Saturday 23 June 2018

Two Views

It was a reference in the old Dorset magazine in 1989 that alerted me to the existence of the 'Silver Spring' at East Orchard near Shaftesbury. The name it bore in the Fontmell Magna charter of 932, in which it featured as a bound-mark, almost certainly didn't mean that, but it was a significant site of some kind, with a medieval chapel (long since gone) occupying the field adjoining. In that article, Peter Irvine described the 'stone alcove surrounded by harts-tongue fern' in a way which implied that he'd stumbled across it accidentally, which he clearly hadn't. Even I didn't, the following year when I went to look for it, though my memory is that we found the right site all but miraculously, driving along the road; it was set into a bank at the edge of a muddy, stone-strewn farmyard, an alcove not of stone, I thought, but concrete, with a battered wooden door. This is what it looked like then.

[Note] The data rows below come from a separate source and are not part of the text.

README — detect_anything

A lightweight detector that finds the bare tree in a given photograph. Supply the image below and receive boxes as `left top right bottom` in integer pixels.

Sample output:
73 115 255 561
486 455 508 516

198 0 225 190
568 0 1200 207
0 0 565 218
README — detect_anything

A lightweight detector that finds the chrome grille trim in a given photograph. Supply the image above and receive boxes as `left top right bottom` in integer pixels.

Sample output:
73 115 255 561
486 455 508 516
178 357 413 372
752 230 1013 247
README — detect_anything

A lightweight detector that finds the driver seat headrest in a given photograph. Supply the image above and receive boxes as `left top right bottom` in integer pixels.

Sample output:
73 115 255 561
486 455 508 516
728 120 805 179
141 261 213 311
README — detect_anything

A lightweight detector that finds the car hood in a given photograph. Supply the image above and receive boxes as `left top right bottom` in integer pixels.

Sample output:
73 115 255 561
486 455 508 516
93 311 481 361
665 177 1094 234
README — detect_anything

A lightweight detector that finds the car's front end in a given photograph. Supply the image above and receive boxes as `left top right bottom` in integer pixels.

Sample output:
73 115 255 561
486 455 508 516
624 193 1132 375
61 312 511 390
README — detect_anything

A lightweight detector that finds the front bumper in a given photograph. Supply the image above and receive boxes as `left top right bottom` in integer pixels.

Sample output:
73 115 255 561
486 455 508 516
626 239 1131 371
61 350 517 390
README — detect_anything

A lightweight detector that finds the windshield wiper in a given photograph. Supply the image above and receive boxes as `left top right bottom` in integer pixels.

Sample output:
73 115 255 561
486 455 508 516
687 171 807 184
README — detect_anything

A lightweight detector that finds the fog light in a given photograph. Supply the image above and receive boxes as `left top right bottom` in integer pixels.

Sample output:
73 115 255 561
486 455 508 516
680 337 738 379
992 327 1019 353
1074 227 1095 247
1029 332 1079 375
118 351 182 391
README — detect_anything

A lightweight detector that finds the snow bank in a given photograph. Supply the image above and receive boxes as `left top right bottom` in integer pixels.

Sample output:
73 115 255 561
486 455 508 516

Last year I went looking for it again, after the better part of thirty years. The whole topography of the area looked different from my memory of it; it was tidier and more enclosed. I couldn't work out where the farmyard had been, and went to the bottom of the lane where I was sure we'd been before, into the bleak and functional yard there. There was a massive pile of manure stacked against the bank and I assumed the well was probably behind it, and decided to return when it might have been cleared.

But I was wrong. Last week the weather forecast was good enough to justify scooting Dorsetwards to take some photographs of wells, and comparing the old Ordnance Survey maps and the aerial surveys of Google Earth I worked out that the well must have been in the garden of a big house just to the east of the lane. 

So last Thursday I pressed a button on a gatepost and the gate I had not dared to enter a few months before, or had not thought it worth entering, swung open. A couple of small and loud dogs bounded up to me, yapped about a bit, and eventually lost interest. A knock on the door of the house aroused no response at all. The neat garden was where the muddy yard had been in 1990. Just beyond it was a small wire-fenced enclosure which looked at though it normally housed birds but now stood open, and from which a pigeon wandered out and looked at me. That was where I found the well, doorless and down-at-heel but still there. Had I been able to get closer I would have tidied it up a bit.